Exploring the point D traveling the given triangle ABC, I notice that the point travels each side of twice before return to its original location. That is true for every starting position of D except one, unless it is one of the vertices.
That particular one point seems to be the midpoint of the segment of the side that the point D is traveling. In order to verify this conjuncture, I construct the midpoint of each segment of the given triangle ABC. See it here.
As you can observe, at the midpoint the traveling point D only travels each side of the given triangle is one time before returning to its starting point.
At any other starting point, besides the midpoint, we have a hexagon. Try it here.
Now, if we just use our eyes to observe the triangle that is formed by the path of D traveling the sides of the triangle ABC at the midpoints of each of the segments, we can safely state that the formed triangle is a median triangle of the given triangle. However, if the given triangle is an equilateral triangle, the path traveled by the point D is also the orthic triangle of the given triangle.
In order to find that, I constructed the orthocenter of both triangles and shape the triangle so that the orthocenter for both triangles is the same point. See it here.
What I also observe is that when the three lines that are parallel to the bases of the given triangle intersect, they intersect at the centroid. The centroid is same for both triangles. Feel free to construct the centroids yourself (here, despite the shape of the triangles).

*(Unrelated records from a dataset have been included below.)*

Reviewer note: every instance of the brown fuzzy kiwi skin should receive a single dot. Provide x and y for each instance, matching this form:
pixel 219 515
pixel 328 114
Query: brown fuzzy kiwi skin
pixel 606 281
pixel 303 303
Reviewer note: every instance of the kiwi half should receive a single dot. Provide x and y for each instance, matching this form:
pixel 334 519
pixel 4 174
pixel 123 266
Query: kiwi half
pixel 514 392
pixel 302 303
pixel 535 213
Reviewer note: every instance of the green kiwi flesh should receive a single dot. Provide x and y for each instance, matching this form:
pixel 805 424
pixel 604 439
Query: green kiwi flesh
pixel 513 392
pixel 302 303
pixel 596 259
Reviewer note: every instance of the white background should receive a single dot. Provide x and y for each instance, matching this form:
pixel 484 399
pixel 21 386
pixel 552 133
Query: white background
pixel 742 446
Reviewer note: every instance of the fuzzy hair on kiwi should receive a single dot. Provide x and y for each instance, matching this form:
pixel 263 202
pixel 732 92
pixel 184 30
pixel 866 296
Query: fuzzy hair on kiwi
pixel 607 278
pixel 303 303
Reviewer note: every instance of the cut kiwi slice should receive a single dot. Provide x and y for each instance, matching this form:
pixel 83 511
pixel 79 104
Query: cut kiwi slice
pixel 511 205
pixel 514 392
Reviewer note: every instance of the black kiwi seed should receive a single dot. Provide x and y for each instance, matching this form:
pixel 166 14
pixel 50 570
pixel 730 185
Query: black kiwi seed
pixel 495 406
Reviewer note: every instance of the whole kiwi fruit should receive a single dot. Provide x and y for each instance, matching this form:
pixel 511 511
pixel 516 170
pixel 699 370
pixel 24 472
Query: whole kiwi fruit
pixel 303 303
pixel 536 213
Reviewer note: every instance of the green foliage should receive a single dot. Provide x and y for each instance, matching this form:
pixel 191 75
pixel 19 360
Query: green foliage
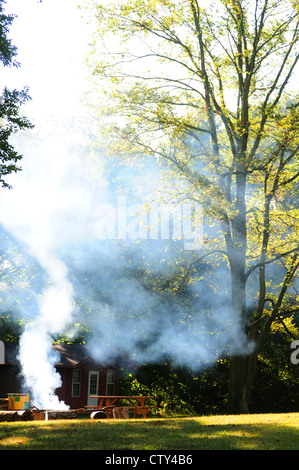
pixel 177 390
pixel 10 103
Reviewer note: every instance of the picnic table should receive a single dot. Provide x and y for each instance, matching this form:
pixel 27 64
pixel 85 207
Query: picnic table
pixel 136 404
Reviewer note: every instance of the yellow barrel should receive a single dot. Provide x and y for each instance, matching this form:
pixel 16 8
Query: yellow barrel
pixel 18 401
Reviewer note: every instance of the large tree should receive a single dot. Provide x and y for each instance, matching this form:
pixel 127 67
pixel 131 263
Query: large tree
pixel 10 101
pixel 205 87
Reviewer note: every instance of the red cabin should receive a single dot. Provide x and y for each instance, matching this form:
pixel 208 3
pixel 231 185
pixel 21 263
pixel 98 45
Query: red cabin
pixel 82 374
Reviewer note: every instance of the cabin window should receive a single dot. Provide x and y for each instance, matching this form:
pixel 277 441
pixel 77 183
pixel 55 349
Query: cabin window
pixel 76 383
pixel 110 382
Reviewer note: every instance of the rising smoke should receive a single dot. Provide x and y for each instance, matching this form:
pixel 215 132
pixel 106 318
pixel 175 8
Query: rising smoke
pixel 53 211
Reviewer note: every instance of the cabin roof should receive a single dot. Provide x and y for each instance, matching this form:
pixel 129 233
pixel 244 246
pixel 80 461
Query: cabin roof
pixel 75 355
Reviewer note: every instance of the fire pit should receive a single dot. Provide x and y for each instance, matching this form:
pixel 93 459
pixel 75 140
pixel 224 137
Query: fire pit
pixel 18 401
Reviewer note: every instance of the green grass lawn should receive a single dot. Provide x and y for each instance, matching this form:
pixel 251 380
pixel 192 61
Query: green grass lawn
pixel 244 432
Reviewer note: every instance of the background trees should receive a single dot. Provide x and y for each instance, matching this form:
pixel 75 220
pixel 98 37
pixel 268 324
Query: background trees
pixel 205 90
pixel 10 101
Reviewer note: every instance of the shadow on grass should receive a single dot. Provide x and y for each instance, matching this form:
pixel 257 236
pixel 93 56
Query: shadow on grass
pixel 166 434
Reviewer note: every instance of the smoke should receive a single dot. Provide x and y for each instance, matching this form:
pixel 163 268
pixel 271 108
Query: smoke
pixel 45 212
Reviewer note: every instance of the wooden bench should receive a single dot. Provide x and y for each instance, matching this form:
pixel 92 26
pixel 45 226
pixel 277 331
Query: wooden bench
pixel 110 405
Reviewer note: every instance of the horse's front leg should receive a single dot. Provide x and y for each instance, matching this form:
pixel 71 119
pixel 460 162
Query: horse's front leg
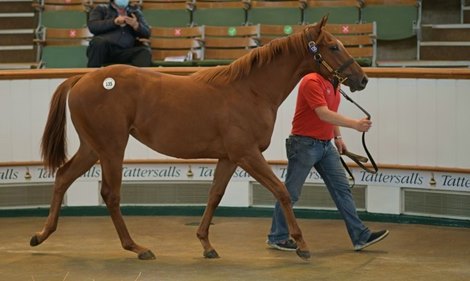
pixel 223 172
pixel 110 191
pixel 258 168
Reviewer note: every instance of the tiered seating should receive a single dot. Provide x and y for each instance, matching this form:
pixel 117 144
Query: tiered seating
pixel 161 13
pixel 222 32
pixel 270 32
pixel 62 13
pixel 359 40
pixel 17 23
pixel 62 34
pixel 224 44
pixel 222 13
pixel 465 11
pixel 338 11
pixel 64 47
pixel 276 12
pixel 178 46
pixel 395 19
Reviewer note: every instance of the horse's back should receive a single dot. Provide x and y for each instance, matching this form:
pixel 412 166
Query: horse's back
pixel 156 108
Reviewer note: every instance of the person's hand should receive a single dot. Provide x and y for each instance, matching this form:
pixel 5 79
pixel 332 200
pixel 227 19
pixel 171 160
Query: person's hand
pixel 363 125
pixel 340 145
pixel 132 21
pixel 120 20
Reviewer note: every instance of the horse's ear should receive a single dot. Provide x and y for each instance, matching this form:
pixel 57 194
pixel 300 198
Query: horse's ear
pixel 323 21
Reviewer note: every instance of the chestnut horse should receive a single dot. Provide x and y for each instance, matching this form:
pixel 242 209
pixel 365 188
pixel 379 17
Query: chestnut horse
pixel 225 113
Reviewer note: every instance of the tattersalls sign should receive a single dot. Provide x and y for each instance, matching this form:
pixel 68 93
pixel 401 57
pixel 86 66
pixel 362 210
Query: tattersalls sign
pixel 205 172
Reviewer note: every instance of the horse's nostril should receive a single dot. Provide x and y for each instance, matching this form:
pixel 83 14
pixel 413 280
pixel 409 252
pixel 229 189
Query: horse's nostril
pixel 364 81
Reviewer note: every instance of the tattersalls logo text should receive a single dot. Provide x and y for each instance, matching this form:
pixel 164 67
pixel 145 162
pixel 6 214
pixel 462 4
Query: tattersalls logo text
pixel 393 179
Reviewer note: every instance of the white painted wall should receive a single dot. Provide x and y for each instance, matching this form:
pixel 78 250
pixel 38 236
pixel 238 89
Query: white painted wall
pixel 422 122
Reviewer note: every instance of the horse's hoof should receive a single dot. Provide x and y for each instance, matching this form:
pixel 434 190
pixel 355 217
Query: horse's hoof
pixel 305 255
pixel 147 255
pixel 212 254
pixel 34 241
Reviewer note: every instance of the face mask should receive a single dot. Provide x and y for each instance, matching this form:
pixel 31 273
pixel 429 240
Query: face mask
pixel 121 3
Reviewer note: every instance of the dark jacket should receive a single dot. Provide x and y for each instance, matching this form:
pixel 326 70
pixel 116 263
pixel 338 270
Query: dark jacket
pixel 101 23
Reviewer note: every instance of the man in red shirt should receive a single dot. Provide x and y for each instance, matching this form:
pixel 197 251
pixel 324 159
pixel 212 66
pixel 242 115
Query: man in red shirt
pixel 316 122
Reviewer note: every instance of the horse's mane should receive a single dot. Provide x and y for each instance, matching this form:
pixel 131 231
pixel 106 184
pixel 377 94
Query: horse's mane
pixel 256 58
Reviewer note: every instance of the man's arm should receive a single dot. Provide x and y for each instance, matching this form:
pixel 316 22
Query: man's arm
pixel 361 125
pixel 97 24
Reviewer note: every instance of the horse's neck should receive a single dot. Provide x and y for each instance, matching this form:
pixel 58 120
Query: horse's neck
pixel 278 78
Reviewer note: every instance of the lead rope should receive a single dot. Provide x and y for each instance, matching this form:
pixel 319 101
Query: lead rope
pixel 359 160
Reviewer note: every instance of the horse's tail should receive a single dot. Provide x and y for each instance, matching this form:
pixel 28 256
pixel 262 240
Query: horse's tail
pixel 54 138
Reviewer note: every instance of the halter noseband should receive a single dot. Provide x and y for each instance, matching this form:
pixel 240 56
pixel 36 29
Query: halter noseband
pixel 313 49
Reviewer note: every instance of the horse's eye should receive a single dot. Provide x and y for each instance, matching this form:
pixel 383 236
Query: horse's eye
pixel 334 48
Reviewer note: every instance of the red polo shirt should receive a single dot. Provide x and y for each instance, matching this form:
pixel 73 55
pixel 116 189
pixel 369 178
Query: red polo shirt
pixel 314 91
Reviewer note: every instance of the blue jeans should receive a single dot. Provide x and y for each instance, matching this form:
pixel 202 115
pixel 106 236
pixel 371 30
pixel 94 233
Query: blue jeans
pixel 303 153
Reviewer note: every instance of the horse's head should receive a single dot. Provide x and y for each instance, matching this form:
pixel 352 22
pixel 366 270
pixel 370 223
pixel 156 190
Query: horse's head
pixel 333 59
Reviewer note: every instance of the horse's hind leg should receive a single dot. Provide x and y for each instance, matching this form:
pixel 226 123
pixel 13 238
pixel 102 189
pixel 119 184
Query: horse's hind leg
pixel 81 162
pixel 258 168
pixel 223 172
pixel 110 191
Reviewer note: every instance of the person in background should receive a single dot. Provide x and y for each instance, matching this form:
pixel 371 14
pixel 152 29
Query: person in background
pixel 117 28
pixel 316 122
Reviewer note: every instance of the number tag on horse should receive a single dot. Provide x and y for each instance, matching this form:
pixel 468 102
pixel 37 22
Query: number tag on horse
pixel 109 83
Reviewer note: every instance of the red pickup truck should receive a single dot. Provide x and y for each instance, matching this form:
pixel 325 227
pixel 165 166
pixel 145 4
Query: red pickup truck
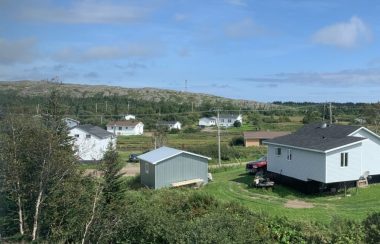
pixel 255 166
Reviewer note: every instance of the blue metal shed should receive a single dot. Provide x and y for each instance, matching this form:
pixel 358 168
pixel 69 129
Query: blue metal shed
pixel 167 167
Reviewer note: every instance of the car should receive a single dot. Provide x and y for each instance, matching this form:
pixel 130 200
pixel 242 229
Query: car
pixel 133 158
pixel 256 166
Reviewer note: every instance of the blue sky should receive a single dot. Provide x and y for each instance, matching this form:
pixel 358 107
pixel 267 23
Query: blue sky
pixel 272 50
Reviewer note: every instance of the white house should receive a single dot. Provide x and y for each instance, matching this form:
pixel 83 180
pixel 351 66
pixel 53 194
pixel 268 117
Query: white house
pixel 325 153
pixel 129 117
pixel 228 120
pixel 170 124
pixel 91 142
pixel 205 121
pixel 125 127
pixel 70 123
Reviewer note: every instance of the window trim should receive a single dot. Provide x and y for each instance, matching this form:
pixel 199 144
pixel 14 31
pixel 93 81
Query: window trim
pixel 344 159
pixel 276 150
pixel 289 155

The perimeter of the Hexagon
At any position of the point D inside the given triangle, the perimeter of the hexagon is congruent to that of the triangle, with the exception of the midpoint at which we do not have a hexagon. When D is outside the triangle, however, the perimeter of the hexagon accrues of course. The sides of the hexagon that are parallel to the bases of the triangle share the same ratio, as to the base of the triangle : the side of the hexagon (parallel to the base). As the hexagon grew larger so is the ratio. However, I do not think this is not quite the way to go because the ratio change as the figure gets bigger. We could consider the directions in which each segments go in order to find the directed perimeter, which would be congruent to the perimeter of the triangle, but I wish otherwise( see how the point moves on the hexagon from inside and outside to get the sense of direction of the segments). Therefore, more research and observation are to be done on this matter.